Opinion digest: IRL’s future ‘fairly bleak’
PR advisor and former IRL politician Ott Lumi commented on Monday that Margus Tsahkna and Marko Mihkelson’s leaving the Pro Patria and Res Publica Union (IRL) meant the party’s future wasn’t looking good.
Lumi, who is a former secretary general of IRL predecessor Res Publica as well as a former member of the Riigikogu for the party, pointed out that the trend of important figures leaving the party had lasted for a while now.
As Lumi told ERR’s radio news, the problem was that Tsahkna and Mihkelson weren’t the first ones to leave. “In recent time Aaviksoo went, and Pakosta as well. This shows that the future of the party is looking fairly bleak,” Lumi said.
Former minister of defense and minister of education and research, Jaak Aaviksoo, left the party in June 2015 after he was elected rector of the Tallinn University of Technology.
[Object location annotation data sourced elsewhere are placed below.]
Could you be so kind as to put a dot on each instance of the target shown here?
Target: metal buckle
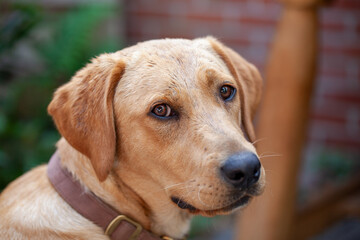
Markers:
(115, 223)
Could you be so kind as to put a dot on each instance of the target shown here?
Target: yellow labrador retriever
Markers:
(157, 133)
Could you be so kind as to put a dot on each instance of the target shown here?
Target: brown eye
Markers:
(162, 110)
(227, 92)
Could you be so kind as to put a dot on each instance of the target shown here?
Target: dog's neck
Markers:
(116, 193)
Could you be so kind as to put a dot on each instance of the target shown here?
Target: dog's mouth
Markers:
(208, 213)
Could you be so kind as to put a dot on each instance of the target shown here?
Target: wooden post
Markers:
(283, 121)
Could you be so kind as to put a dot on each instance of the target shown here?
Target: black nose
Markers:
(241, 170)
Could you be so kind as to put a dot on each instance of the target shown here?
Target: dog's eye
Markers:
(227, 92)
(162, 110)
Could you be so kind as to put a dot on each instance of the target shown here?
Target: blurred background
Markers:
(43, 43)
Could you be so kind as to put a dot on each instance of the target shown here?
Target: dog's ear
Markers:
(249, 80)
(83, 112)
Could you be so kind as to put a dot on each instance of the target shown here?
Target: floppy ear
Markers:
(248, 79)
(83, 112)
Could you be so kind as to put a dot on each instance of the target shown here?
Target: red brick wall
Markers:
(248, 27)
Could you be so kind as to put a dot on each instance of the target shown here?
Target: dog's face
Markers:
(176, 116)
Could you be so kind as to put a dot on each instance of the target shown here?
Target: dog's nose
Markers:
(241, 170)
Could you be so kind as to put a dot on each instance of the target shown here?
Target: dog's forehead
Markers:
(179, 59)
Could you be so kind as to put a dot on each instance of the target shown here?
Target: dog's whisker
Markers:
(258, 140)
(270, 155)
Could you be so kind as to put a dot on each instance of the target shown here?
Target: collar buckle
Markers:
(115, 223)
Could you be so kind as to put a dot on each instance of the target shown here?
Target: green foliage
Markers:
(334, 165)
(27, 133)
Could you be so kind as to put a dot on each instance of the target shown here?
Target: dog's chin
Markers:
(241, 202)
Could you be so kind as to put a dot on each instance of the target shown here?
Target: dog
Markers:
(160, 131)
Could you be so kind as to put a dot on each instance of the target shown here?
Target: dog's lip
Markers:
(184, 205)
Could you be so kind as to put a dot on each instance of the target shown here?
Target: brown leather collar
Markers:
(115, 225)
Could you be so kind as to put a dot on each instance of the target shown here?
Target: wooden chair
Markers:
(282, 130)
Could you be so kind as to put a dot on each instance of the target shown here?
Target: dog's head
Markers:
(172, 119)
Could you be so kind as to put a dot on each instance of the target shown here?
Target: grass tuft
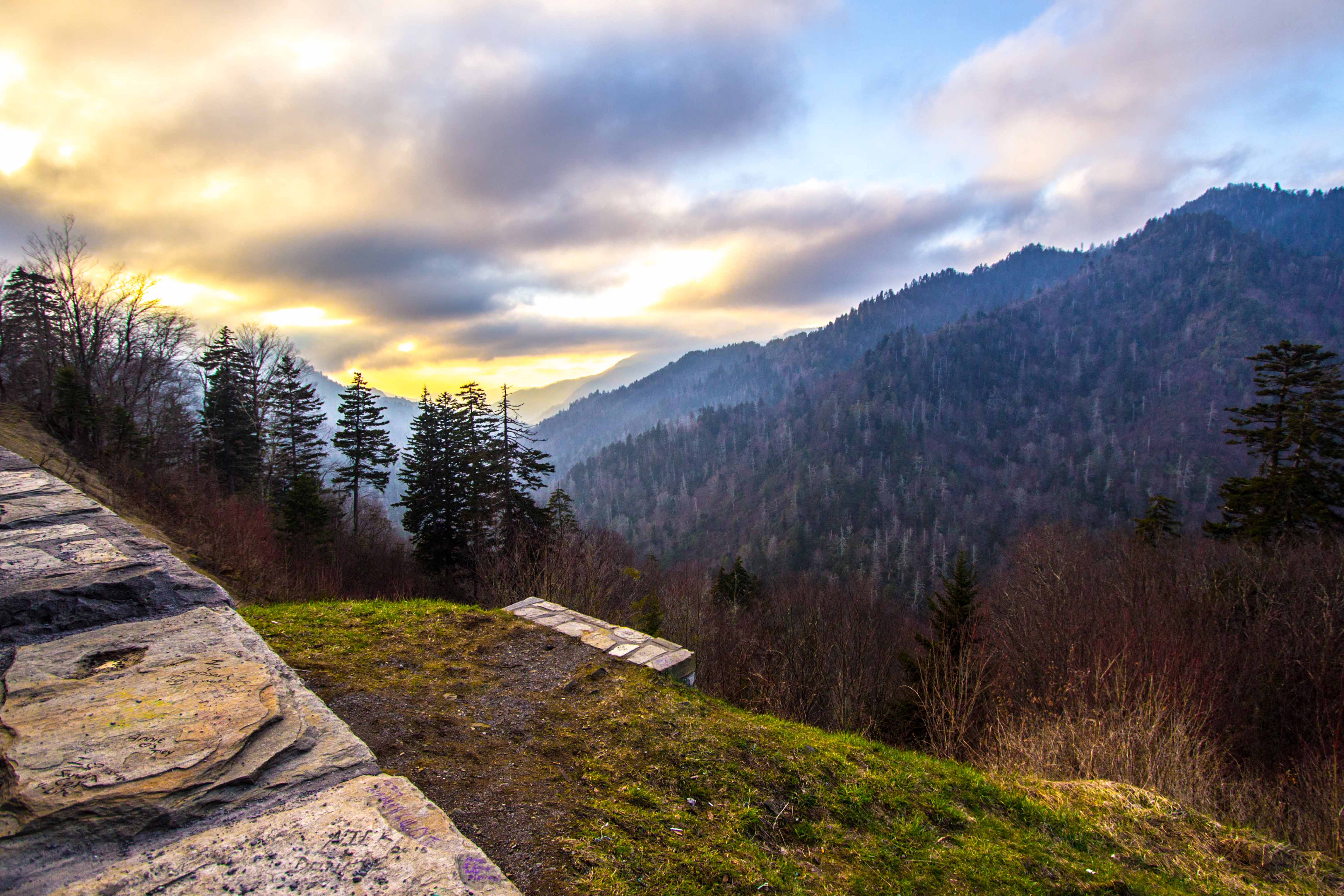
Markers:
(675, 793)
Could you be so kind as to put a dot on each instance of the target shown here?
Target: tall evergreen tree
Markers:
(476, 442)
(736, 588)
(435, 477)
(230, 430)
(1159, 522)
(361, 436)
(1297, 433)
(952, 618)
(952, 613)
(296, 417)
(522, 469)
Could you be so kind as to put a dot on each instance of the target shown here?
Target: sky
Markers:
(527, 191)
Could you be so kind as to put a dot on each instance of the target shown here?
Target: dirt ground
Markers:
(482, 751)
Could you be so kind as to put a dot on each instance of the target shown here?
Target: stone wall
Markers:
(152, 743)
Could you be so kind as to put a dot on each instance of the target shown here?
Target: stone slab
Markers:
(576, 629)
(620, 643)
(600, 640)
(679, 664)
(158, 721)
(151, 741)
(370, 836)
(69, 563)
(646, 653)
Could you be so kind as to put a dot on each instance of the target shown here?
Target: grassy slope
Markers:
(673, 792)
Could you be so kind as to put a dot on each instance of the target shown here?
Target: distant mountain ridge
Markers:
(750, 371)
(1307, 221)
(1073, 405)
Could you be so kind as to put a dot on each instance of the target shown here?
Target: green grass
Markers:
(679, 794)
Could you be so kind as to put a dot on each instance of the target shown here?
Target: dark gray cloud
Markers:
(619, 107)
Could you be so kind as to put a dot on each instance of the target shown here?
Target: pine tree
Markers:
(76, 412)
(478, 437)
(560, 510)
(362, 438)
(736, 588)
(304, 515)
(952, 617)
(523, 471)
(230, 432)
(296, 417)
(1159, 522)
(1299, 437)
(952, 612)
(435, 479)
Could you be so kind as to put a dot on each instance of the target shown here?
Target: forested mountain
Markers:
(749, 371)
(1308, 221)
(1312, 222)
(1074, 405)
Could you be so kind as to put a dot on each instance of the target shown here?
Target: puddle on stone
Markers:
(108, 661)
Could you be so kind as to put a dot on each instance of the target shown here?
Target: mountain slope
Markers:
(1311, 222)
(1074, 405)
(749, 371)
(585, 776)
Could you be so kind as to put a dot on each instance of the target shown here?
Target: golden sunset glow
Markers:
(418, 193)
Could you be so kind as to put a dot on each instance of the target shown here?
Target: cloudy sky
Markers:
(531, 190)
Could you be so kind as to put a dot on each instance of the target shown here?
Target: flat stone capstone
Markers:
(152, 743)
(620, 643)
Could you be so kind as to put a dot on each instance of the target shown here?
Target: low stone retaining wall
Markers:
(616, 641)
(152, 743)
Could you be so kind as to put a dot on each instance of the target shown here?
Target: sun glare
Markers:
(646, 285)
(17, 148)
(170, 291)
(303, 317)
(11, 70)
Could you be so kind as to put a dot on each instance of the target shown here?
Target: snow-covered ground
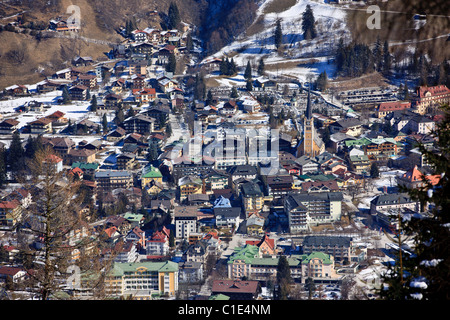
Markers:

Liisa Pakosta left the party the same year after she was appointed the Estonian state’s gender equality and equal treatment commissioner.
Another prominent member, former President of the Riigikogu and long-time deputy party chairwoman Ene Ergma, left IRL in 2016, expressing disappointment with the course the party had taken.
Lumi said that though Helir-Valdor Seeder, who recently replaced Tsahkna as chairman, had some chance of giving the party a direction, the loss of Mihkelson, who had been the party’s most progressive and positive politician, was a serious blow to the party.
“IRL’s lasting basic problem has been ideological confusion. Even more so as EKRE (the Estonian Conservative People’s Party; ed.) and the Free Party offer an alternative. More and more there’s the question what IRL’s own original idea is,” Lumi added.
If the party should break up, its politicians were unlikely to disappear, Lumi said. He doesn’t believe that the party is likely to be absorbed by another in its entirety, but rather that after a break-up its members would join Reform, and the Free Party.